Do a quiet, non-stimulating activity

If you have been awake for more than 15 minutes, get out of bed and do a quiet, non-stimulating activity, such as reading a book. Keep the lights dim and avoid screens so as not to cue your body that it's time to wake up.

Postpone worrying and brainstorming

If you wake during the night feeling anxious about something, make a brief note of it on paper and postpone worrying about it until the next day when it will be easier to resolve. Similarly, if a great idea is keeping you awake, make a note of it on paper and fall back to sleep knowing you'll be much more productive after a good night's rest.

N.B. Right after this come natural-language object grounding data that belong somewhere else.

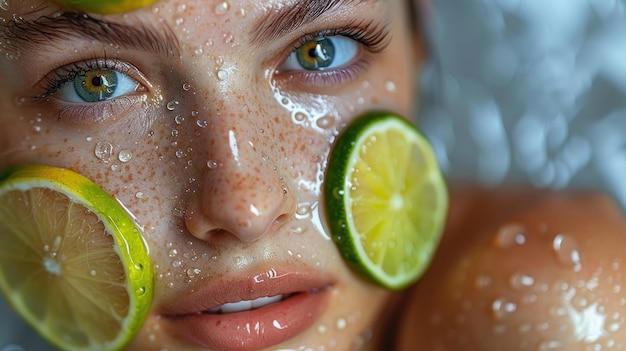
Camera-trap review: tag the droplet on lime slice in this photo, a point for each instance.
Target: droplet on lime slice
(73, 263)
(106, 6)
(386, 199)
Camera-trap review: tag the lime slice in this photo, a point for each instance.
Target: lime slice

A body scan exercise to help you sleep

By focusing your attention on different parts of your body, you can identify where you’re holding any stress or tension, and release it:

  • Lie on your back, legs uncrossed, arms relaxed at your sides, eyes closed. Focus on your breathing for about two minutes until you start to feel relaxed.
  • Turn your focus to the toes of your right foot. Notice any tension while continuing to also focus on your breathing. Imagine each deep breath flowing to your toes. Remain focused on this area for at least three to five seconds.
  • Move your focus to the sole of your right foot. Tune in to any sensations you feel in that part of your body and imagine each breath flowing from the sole of your foot. Then move your focus to your right ankle and repeat.
  • Move to your calf, knee, thigh, hip, and then repeat the sequence for your left leg.
  • From there, move up your torso, through your lower back and abdomen, your upper back and chest, and your shoulders. Pay close attention to any area of the body that feels tense.

After completing the body scan, relax, noting how your body feels. You should feel so relaxed you can fall off to sleep.